Does Scripture Permit Us to Drink Alcoholic Beverages?
Few issues have generated more heated debate among Christians than that of the morality of alcohol consumption. The dispute has generated responses ranging from local educational temperance movements to federal amendments to the U.S. Constitution.
Certainly there is evidence of widespread abuse of alcoholic beverages today; this few would deny. Furthermore, the Bible clearly condemns all forms of alcohol abuse, by binding precept and by notorious example. Yet the ethical issue before us is, Does the Bible allow for a righteous consumption of the beverage alcohol? The fundamental question is ethical, not cultural or demographical; it requires an answer from a Biblical, not an emotional, base.
Three Viewpoints
Among evangelicals, the fundamental approaches to alcohol use may be distilled (no pun intended) into three basic viewpoints.

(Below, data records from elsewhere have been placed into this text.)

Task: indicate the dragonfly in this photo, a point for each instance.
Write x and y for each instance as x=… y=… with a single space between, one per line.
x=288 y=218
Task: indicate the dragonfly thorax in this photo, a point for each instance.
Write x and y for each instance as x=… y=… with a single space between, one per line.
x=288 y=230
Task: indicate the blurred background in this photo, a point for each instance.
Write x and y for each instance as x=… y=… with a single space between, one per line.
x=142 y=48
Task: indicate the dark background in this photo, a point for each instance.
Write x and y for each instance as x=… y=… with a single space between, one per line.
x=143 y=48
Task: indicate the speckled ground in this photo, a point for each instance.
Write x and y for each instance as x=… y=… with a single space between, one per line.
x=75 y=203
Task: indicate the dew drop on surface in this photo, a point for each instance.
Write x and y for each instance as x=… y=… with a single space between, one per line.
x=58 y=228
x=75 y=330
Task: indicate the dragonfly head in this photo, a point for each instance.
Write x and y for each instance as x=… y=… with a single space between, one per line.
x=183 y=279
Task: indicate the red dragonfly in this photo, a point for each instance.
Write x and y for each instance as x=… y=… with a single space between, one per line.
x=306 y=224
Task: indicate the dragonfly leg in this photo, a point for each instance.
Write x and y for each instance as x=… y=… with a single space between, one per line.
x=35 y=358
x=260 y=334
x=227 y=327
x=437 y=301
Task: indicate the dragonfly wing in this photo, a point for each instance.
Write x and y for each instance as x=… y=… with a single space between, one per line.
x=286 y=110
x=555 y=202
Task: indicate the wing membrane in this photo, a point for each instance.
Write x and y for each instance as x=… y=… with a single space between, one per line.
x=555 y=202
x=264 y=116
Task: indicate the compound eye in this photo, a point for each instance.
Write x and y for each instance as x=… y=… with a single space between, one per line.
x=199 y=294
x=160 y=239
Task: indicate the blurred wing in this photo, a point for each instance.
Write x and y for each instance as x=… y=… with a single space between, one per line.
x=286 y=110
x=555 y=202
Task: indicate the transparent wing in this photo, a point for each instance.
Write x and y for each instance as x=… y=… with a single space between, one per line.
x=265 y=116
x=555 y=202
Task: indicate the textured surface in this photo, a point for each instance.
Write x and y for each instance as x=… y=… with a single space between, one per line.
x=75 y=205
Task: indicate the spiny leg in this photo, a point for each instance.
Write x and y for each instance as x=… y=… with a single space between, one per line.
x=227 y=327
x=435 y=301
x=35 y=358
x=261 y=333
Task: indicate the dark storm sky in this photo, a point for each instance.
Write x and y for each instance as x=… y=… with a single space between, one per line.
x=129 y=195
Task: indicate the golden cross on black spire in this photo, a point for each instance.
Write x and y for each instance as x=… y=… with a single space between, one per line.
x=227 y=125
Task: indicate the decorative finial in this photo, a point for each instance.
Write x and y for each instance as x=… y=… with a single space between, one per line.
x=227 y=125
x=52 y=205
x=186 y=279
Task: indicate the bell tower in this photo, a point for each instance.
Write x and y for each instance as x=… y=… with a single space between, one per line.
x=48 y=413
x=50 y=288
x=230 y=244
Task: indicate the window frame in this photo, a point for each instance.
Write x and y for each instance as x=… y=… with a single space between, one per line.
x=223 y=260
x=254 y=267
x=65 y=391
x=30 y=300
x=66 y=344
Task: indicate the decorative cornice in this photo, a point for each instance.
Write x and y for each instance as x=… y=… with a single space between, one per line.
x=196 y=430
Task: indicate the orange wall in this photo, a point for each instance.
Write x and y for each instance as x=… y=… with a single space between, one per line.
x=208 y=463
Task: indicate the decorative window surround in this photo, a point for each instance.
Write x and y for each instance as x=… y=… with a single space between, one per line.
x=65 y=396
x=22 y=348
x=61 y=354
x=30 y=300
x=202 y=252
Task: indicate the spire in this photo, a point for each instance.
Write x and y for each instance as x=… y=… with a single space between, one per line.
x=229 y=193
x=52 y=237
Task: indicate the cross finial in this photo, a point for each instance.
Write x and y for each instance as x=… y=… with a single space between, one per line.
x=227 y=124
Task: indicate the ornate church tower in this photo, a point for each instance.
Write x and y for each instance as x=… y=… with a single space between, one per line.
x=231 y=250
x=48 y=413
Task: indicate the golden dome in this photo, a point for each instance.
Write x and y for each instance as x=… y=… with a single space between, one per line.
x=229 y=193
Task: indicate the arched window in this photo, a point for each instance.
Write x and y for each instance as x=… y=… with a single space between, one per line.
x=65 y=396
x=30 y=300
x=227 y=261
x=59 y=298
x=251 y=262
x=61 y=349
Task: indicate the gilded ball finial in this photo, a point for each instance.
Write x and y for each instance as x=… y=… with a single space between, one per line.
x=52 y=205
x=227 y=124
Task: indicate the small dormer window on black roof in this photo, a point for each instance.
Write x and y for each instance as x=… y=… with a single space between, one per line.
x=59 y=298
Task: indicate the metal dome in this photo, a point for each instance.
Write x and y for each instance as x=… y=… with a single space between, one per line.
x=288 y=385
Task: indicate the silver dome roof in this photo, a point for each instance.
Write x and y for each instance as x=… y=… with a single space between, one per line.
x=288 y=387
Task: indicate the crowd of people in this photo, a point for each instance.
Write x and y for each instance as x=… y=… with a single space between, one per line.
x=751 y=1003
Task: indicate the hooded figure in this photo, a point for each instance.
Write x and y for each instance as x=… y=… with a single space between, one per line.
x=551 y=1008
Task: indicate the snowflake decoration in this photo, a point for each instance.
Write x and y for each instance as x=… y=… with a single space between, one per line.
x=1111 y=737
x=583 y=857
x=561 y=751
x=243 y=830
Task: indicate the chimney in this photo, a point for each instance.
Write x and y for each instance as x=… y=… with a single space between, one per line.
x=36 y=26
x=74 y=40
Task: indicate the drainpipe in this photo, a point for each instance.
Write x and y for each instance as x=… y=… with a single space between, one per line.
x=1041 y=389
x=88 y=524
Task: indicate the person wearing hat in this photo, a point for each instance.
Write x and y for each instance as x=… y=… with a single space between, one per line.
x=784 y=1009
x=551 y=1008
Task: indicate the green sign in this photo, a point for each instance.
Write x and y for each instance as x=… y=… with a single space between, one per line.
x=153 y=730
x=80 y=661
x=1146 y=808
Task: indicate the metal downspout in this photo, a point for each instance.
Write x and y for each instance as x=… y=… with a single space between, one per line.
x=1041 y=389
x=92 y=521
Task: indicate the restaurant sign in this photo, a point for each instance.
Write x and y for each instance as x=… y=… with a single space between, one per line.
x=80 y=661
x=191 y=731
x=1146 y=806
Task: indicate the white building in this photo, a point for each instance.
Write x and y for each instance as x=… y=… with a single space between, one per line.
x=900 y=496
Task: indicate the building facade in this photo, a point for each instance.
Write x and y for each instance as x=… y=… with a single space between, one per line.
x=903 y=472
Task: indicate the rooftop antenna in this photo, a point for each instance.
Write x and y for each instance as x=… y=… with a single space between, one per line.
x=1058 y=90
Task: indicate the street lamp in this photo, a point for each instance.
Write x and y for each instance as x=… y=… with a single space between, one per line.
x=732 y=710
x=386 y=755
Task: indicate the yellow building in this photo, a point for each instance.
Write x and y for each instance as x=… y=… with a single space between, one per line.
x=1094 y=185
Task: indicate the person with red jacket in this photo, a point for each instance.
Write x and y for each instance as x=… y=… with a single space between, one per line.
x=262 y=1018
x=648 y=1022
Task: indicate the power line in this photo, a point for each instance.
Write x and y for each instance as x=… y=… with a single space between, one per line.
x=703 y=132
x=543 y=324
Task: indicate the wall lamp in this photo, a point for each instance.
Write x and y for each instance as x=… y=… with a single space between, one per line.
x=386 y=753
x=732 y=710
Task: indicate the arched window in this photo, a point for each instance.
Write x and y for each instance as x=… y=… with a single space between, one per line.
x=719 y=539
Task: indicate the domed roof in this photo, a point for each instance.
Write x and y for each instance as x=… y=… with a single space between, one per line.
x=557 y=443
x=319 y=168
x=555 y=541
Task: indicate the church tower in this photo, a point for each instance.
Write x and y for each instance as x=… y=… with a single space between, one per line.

(1) The prohibitionist viewpoint universally decries all consumption of the beverage alcohol. Adherents to this position do not find any Scriptural warrant for alcohol consumption, even in Biblical times.
(2) The abstentionist perspective discourages alcohol use in our modern context, though acknowledging its use in Biblical days. They point to modern cultural differences as justification for the distinction: widespread alcoholism (a contemporary social problem), higher potency distilled beverages (unknown in Biblical times), and intensified dangers in a technological society (e.g., speeding cars).
(3) The moderationist position allows for the righteous consumption of alcoholic beverages. This position, while acknowledging, deploring, and condemning all forms of alcohol abuse and dependency, argues that Scripture allows the partaking of alcoholic beverages in moderation and with circumspection.